Microsoft countered that it had sufficiently educated the public through press statements, retail and OEM shops, and advertising materials that indicate the specific intentions of the "Vista capable" program. "Instead, plaintiffs focus on the tiny three-word logo that played only a small role in that process."

Windows Vista comes in a variety of editions so that users can select a version that most suits their needs. Before the launch, computer manufacturers were able to tag select machines that met the requirements of Microsoft's Windows Vista Capable program, signifying that the product is ready to accept the new operating system. Microsoft accompanied the sticker with an advertising campaign clarifying the upgrade program, stressing that a computer with this logo will not necessarily run all versions of Vista, since the Premium, Business, and Ultimate editions tend to be more taxing on a system's resources, particularly due to Aero - the new DirectX 9-aware front end for Vista.

Unfortunately, most of the heavily-advertised features of Vista are only present in the premium versions, thus excluding customers who bought inexpensive or non-upgradeable computers from accessing these touted capabilities.

by MacNN Staff



  1. jpellino

    Joined: Dec 1969


    F Troop

    'nuf said.

  1. jarod

    Joined: Dec 1969



    MS exec is confused. Period.

  1. localnet

    Joined: Dec 1969


    Vista or XP?

    This whole Vista thing is confusing.

    I still run XP, going as far to buy a fresh copy not long ago. My local PC shop says they cannot keep copies of XP on the shelf, due to Vista being to buggy. His words, not mine.

  1. robttwo

    Joined: Dec 1969


    why is this news

    Microsoft doesnt know what they are doing. Why is this news? The only people who dont know this is their board and operating officers.


  1. dliup

    Joined: Dec 1969


    vista is...

    Vista is MS' Frameware to rip off consumers and manufacturers by charging manufacturers to put up misleading stickers on machines that can barely use part of the product we are advertising. AND charging consumers up their nose (up to $400) for a bloated OS that can't even run basic functions smoothly on most currently shipping computers.

  1. mmmdoughnuts

    Joined: Dec 1969


    3 word logo!?

    Stoopid MS. "Vista Capable" is two (2) words.

  1. gudin

    Joined: Dec 1969


    This is new?

    MS has been confusing about everything. Several years ago, I was tasked to ensure my company is compliant with MS licensing for its servers and clients, or to see what needed to be purchased to achieve compliance. It was close to impossible to figure out how many client licenses I would need, what version of the server licenses I would need, which would best fit the needs of the company, etc. I even posted on multiple MS focussed IT websites, and got multiple answers, with the overriding assumption being that no one (incl MS itself) really knew how it worked, and to do what ever I felt made sense because it was an unknown.

    MS just does that.

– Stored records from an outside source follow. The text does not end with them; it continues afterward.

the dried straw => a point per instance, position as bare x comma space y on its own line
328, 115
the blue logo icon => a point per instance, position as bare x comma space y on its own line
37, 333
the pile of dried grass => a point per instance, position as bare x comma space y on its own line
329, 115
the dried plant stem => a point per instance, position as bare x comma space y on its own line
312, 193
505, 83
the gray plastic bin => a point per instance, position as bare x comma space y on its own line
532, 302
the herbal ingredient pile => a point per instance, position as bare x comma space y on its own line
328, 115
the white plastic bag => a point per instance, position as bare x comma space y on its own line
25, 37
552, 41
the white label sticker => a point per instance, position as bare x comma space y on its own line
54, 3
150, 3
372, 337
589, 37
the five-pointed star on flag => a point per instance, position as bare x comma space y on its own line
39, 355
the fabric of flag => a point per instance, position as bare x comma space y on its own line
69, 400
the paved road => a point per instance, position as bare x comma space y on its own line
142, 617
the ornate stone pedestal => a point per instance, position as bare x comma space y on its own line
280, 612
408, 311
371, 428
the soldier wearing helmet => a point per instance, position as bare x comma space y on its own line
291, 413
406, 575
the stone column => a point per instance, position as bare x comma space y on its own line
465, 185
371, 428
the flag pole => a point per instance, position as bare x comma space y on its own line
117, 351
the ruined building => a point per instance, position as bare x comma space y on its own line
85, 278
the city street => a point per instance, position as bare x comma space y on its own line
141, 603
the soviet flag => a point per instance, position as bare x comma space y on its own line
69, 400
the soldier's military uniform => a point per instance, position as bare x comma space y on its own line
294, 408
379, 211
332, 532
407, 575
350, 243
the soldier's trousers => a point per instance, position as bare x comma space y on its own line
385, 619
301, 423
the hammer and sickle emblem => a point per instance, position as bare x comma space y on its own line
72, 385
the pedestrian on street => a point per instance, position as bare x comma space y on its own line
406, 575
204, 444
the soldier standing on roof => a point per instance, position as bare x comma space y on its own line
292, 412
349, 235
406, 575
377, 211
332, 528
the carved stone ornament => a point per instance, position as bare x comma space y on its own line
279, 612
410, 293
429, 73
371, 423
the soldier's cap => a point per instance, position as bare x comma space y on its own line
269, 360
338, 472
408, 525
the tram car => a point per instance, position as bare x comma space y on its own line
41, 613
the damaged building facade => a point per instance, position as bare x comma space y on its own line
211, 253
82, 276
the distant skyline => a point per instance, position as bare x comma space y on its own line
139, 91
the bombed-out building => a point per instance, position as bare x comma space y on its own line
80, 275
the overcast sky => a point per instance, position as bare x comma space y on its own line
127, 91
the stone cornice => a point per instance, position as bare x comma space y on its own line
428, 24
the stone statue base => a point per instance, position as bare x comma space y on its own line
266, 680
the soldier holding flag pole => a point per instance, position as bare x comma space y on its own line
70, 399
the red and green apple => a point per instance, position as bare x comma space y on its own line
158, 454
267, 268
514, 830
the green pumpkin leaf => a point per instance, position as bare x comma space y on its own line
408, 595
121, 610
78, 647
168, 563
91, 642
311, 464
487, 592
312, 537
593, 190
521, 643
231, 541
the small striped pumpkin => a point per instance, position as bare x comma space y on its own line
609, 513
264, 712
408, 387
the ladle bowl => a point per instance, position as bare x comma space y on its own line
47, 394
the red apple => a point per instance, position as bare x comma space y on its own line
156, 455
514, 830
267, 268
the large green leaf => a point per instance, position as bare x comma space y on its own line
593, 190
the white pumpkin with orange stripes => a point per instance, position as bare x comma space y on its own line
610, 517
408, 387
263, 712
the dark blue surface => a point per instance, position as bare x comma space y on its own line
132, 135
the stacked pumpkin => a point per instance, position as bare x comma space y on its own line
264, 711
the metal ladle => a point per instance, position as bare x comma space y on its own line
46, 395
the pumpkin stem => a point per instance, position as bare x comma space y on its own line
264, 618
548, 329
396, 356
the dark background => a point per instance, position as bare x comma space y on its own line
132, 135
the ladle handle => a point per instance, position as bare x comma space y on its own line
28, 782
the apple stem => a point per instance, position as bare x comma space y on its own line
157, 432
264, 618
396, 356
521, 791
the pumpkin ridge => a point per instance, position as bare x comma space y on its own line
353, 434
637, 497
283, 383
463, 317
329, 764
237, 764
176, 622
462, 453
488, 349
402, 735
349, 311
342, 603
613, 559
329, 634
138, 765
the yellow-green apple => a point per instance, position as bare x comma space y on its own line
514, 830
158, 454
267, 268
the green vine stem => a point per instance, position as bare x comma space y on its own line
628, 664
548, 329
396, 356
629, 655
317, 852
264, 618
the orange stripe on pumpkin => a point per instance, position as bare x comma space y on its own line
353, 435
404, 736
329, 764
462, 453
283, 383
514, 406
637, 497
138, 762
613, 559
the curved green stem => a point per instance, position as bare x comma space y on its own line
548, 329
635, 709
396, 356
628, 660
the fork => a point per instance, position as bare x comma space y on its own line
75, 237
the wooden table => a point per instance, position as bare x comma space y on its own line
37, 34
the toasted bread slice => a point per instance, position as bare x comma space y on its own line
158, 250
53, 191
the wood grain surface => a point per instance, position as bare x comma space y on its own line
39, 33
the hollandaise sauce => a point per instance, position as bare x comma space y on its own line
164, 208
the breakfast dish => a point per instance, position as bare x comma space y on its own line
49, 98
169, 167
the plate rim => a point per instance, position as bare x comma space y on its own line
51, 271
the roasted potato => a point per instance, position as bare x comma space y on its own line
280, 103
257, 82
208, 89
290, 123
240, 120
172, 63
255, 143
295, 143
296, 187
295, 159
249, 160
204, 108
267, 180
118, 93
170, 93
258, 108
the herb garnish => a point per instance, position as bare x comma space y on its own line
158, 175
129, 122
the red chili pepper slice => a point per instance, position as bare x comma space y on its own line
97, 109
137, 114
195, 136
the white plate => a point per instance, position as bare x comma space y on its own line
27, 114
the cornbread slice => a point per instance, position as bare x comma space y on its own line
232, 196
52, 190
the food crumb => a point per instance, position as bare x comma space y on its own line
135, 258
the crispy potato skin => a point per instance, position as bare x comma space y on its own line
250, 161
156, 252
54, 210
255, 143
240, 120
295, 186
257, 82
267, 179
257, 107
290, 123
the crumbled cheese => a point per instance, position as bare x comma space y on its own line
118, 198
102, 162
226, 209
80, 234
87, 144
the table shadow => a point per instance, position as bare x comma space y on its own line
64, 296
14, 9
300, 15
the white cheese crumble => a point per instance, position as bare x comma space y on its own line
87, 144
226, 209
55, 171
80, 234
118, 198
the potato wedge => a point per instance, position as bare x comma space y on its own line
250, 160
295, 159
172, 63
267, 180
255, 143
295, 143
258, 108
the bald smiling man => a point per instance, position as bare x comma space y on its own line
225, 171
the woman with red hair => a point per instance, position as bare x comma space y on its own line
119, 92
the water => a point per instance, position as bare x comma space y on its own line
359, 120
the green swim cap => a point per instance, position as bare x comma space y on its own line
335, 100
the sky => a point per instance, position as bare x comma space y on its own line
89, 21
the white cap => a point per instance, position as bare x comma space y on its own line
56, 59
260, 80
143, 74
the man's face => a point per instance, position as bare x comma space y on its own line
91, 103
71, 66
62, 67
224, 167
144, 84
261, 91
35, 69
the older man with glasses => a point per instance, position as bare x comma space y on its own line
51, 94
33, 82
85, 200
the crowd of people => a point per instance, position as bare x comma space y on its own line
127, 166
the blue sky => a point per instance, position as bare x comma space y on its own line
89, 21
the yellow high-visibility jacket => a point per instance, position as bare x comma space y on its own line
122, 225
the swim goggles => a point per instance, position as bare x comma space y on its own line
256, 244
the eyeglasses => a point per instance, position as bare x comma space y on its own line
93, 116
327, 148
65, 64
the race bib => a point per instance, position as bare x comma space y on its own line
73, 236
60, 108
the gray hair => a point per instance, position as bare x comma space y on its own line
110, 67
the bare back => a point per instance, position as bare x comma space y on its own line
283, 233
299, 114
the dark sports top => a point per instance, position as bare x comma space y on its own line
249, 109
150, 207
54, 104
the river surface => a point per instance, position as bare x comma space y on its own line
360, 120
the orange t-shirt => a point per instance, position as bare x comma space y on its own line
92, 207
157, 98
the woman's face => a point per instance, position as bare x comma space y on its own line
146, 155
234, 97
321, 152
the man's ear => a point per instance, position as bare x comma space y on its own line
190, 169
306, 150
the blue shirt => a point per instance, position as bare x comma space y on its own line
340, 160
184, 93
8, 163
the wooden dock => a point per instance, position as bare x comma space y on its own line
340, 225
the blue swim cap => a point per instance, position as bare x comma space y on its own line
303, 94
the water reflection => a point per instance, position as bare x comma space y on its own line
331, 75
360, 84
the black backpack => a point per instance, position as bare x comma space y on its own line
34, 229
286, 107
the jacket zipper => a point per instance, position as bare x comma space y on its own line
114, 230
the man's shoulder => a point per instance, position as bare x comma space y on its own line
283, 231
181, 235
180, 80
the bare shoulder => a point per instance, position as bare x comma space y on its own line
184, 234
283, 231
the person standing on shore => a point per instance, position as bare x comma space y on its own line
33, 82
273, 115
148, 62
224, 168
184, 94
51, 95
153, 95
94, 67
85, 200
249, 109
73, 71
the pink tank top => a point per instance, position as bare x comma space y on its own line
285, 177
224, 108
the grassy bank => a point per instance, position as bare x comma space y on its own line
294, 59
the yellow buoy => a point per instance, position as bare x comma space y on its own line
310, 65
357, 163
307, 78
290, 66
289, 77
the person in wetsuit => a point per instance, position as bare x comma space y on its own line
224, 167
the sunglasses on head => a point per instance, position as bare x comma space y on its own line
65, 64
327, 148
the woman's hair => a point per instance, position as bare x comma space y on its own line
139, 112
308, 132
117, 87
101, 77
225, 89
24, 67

SJ was definitely right when he made fun of the differences between MS licensing and Apple's.

    my $.019 CDN

  1. rubaiyat

    Joined: Dec 1969


    Goes with the industry

    The whole industry, not just Microsoft, lives in a world of confusion.

    If the nerds haven't screwed up the technology that they create but can't explain, the marketing department will give it 3 coats of NEW, IMPROVED and MISLABELED.

    The consumer then plays Where's Wally? with the results.

    Go for it! Sue Microsoft's pants off. Then have a go at Apple.

  1. climacs

    Joined: Dec 1969



    is the best advertising possible for OS X

  1. cblackmo

    Joined: Dec 1969


    classic MS

    Why does a new Windows machine need a sticker saying it is capable to run the newest Windows? I think they do that stuff more to make consumers feel like they're getting something that their not actuall getting. I wonder how many buyers feel duped when they find out that their mew computer doesn't have any of the "WOW" that they assumed the sticker implied.

    Besides, I've always been annoyed by all the blasted stickers that come on Windows laptops. They look like NASCAR race cars for goodness sake.

    You don't see MacBooks shipping with a "Leopard capable" sticker. Oy.